Zapatero habló y, por una vez, casi todos aplaudieron. Los que nunca le han aguantado, los que se sintieron traicionados por los recortes sociales y también, claro, los que han respaldado su trayectoria. El presidente del gobierno se marcha por España, por su partido y por su familia. Y obviamente porque estaba condenado a perder por goleada las próximas elecciones generales. Cuando hace 7 años llegó a la Moncloa , repitió con cierta inocencia que el poder no iba a cambiarle. El primer domingo de gobierno anunció por sorpresa que iba a sacar las tropas de Irak. Parecía la decisión de un ciudadano, más que la de un político profesional. Pero le salió bien.
El líder socialista ha tenido buen oído para escuchar el latido de la calle; las movilizaciones de la derecha, aun ruidosas, nunca han frenado las medidas sociales que dependían sólo de su gabinete. Ha mostrado intuición incluso para iniciativas arriesgadas y discutibles, como la negociación con ETA. El fracaso de la T-4 , que no le ha pasado factura, ya mostró que su voluntarismo idealista era insuficiente. De alguna manera, anticipó que iba a estrellarse contra asuntos más complejos que requerían el liderazgo, el acuerdo con otras fuerzas y la política de Estado. Así ocurrió con la errática reforma estatutaria y, por supuesto, con la tardía e insuficiente respuesta a la crisis económica. Las buenas intenciones, los anuncios inesperados han acabado demasiado a menudo en rectificaciones, desmentidos e inestabilidad.
En medio de las incertidumbres sobre la economía y las promesas de nuevas reformas, Zapatero salta a las portadas por lo que no hará: no será el candidato socialista en 2012. Un resumen simbólico de la segunda legislatura, de la parálisis contra la recesión. En los últimos meses, atrapado entre los sindicatos y Bruselas, el jefe del ejecutivo había complicado innecesariamente hasta el debate sobre su propia sucesión. Si el mero planteamiento de la cuestión invitaba a pensar en una retirada casi anunciada, el retraso en resolverla iba alentando las especulaciones sobre su continuidad. Al fin, este sábado se ha quitado la chaqueta de presidente para sacar billete hacia León. Un viaje de vuelta que maquilla su legado.

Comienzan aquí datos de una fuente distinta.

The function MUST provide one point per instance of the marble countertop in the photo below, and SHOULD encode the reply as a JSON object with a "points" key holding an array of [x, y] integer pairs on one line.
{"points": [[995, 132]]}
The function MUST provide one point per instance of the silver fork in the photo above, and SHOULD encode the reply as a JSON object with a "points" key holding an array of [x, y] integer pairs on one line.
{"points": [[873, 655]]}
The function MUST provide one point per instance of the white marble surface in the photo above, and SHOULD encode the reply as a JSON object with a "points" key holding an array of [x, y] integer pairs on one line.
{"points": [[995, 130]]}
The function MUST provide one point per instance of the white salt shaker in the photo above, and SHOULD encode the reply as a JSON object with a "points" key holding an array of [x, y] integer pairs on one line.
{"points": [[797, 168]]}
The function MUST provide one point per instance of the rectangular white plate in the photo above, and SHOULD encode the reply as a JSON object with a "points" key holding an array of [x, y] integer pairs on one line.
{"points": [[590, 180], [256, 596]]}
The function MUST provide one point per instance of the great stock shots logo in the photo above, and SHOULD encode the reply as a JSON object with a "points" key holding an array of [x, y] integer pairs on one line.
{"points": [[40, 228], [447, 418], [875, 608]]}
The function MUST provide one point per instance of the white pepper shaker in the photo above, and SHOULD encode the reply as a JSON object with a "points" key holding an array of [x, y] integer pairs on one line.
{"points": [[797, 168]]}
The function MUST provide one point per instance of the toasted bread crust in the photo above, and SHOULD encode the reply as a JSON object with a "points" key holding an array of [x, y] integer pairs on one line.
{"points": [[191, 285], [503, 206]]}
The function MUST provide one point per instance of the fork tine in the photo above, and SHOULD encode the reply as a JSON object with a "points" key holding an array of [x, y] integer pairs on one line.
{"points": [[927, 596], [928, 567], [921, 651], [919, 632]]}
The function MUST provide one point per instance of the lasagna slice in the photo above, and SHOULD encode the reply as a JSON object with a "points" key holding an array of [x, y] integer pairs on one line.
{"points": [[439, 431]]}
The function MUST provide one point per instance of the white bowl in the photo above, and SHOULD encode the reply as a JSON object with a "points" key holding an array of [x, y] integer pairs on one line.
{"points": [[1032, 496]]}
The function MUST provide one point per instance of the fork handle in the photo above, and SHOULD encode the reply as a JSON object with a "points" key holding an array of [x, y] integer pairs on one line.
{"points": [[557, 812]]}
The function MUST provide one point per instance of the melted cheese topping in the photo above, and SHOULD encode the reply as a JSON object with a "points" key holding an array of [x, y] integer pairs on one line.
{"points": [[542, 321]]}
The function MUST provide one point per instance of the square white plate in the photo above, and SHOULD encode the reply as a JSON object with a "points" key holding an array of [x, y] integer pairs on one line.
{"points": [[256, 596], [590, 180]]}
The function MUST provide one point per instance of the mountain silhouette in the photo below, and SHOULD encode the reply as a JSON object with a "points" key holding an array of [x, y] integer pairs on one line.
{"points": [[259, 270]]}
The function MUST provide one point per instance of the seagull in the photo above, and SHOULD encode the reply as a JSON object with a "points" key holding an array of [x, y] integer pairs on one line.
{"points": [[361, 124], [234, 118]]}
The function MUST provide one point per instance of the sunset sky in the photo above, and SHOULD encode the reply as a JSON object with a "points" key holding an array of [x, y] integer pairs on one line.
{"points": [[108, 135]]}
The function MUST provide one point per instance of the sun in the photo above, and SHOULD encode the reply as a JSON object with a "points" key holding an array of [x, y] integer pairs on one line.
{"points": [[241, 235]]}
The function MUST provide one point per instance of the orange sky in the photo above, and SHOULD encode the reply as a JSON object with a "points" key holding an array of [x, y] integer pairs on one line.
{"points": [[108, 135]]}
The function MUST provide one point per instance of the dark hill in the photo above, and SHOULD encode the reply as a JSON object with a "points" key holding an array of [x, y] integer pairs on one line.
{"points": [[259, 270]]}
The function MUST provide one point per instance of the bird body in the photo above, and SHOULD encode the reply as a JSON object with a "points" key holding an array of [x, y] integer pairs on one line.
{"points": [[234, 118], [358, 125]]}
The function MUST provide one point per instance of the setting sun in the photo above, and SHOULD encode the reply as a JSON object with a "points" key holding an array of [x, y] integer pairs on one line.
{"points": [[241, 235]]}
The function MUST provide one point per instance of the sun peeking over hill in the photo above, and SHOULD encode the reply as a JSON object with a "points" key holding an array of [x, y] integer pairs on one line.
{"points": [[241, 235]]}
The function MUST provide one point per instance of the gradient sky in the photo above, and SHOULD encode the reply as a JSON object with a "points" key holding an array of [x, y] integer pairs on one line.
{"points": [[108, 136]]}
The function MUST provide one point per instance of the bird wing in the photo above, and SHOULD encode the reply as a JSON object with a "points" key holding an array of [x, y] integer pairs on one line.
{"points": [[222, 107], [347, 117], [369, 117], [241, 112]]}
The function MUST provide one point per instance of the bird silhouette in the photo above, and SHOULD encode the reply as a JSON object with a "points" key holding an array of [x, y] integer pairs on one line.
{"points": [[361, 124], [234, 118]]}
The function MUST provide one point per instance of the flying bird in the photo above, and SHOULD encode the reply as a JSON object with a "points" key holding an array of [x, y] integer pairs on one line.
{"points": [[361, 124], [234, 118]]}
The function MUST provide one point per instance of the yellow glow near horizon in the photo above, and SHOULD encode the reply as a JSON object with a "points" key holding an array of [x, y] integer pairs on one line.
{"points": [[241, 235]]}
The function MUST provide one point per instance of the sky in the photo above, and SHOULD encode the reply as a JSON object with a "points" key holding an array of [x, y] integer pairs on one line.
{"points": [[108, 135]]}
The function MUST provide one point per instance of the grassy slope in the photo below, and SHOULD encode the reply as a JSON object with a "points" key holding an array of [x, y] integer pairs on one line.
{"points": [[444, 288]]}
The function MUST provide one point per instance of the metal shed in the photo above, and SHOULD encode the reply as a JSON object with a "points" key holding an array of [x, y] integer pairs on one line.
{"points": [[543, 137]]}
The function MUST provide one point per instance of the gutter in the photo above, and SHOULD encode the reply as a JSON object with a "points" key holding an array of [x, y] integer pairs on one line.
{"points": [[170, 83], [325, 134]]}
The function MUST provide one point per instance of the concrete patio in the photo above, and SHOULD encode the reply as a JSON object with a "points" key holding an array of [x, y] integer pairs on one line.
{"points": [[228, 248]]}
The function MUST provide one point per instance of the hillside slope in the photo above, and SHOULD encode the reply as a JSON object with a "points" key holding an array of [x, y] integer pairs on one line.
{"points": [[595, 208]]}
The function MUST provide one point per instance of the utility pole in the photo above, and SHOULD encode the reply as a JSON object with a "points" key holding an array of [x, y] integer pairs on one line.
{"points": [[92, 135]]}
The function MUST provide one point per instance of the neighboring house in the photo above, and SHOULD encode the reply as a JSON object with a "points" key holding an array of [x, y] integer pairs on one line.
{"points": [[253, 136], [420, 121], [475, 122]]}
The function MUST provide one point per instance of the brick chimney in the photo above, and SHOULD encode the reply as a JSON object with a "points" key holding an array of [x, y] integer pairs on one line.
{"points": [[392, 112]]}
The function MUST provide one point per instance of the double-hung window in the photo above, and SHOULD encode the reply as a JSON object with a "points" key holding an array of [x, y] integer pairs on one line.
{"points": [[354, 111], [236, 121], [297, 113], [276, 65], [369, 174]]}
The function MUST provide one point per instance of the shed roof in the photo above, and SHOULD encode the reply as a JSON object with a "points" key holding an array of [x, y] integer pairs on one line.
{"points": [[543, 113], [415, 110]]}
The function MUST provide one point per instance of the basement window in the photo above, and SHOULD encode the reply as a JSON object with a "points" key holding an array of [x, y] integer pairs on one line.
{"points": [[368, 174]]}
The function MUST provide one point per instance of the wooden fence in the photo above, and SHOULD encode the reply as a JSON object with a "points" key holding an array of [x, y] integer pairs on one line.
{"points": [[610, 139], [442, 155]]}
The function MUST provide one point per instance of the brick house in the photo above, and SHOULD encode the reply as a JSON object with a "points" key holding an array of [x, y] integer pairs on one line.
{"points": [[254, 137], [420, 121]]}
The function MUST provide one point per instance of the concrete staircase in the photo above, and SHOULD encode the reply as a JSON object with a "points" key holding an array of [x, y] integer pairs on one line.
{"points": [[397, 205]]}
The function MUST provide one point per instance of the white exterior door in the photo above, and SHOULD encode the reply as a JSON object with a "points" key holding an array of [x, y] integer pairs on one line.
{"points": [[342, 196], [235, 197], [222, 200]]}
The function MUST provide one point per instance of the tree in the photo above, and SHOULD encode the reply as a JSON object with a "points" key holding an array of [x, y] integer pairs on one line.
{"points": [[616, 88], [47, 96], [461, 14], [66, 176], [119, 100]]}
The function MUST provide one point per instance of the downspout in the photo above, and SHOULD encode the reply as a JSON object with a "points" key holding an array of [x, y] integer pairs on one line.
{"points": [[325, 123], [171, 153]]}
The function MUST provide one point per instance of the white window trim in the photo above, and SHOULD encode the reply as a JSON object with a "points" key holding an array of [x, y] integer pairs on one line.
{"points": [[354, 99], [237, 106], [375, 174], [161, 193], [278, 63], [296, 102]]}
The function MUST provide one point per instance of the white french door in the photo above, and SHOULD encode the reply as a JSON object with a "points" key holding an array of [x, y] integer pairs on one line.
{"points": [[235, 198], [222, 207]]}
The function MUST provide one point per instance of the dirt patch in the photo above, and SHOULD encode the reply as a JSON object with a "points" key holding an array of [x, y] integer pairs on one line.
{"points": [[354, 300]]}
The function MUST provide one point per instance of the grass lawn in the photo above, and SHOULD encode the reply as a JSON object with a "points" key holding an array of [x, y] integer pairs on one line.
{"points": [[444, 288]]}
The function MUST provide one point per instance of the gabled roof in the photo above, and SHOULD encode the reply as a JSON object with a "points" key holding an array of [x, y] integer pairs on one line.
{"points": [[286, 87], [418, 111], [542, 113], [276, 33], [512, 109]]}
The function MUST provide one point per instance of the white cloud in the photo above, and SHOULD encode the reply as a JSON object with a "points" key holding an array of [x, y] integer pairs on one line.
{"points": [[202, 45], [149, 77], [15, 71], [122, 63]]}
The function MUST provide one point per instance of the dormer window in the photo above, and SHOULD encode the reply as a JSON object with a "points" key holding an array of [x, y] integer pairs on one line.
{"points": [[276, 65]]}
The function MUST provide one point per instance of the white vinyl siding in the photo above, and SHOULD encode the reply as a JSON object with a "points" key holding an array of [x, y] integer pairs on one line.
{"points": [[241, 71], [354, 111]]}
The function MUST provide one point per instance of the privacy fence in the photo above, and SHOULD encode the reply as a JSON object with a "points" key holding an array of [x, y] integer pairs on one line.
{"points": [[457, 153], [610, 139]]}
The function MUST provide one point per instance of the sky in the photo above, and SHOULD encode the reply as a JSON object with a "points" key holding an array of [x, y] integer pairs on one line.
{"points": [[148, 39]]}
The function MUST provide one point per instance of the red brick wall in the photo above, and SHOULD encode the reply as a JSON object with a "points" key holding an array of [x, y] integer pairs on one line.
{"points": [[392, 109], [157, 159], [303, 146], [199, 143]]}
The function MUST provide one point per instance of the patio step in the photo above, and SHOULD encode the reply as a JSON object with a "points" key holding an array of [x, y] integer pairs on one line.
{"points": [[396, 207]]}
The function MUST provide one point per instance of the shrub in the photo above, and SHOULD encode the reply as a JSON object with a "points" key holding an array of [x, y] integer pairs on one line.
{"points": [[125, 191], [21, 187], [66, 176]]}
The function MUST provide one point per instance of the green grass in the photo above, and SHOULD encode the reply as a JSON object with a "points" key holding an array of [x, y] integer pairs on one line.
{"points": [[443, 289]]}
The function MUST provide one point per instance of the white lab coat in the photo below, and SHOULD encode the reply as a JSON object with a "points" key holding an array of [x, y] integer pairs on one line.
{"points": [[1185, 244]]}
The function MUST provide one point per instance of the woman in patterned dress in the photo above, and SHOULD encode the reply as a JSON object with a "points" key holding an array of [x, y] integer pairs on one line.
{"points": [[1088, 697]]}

Zapatero se va como Aznar, pero de manera diferente. Con su publicitado talante, el presidente por un año parece dispuesto a distanciarse de la previsible contienda en su partido. Por debajo de los elogios forzados de los barones que miran con miedo el 22-M, el PSOE se enfrenta a un vértigo delimitado por el vacío y el temor a las luchas internas. En la otra orilla, el PP se ve obligado a modificar la estrategia para una batalla que las encuestas habían sentenciado a su favor. Frente al ineludible debate sobre la crisis, Zapatero pone ahora en la calle la comparación en torno al modelo sucesorio de unos y otros. Es su última jugada. Salva el partido para los socialistas, aunque es difícil que les permita remontarlo. Y ya no será derrotado por Rajoy. El adiós de un superviviente.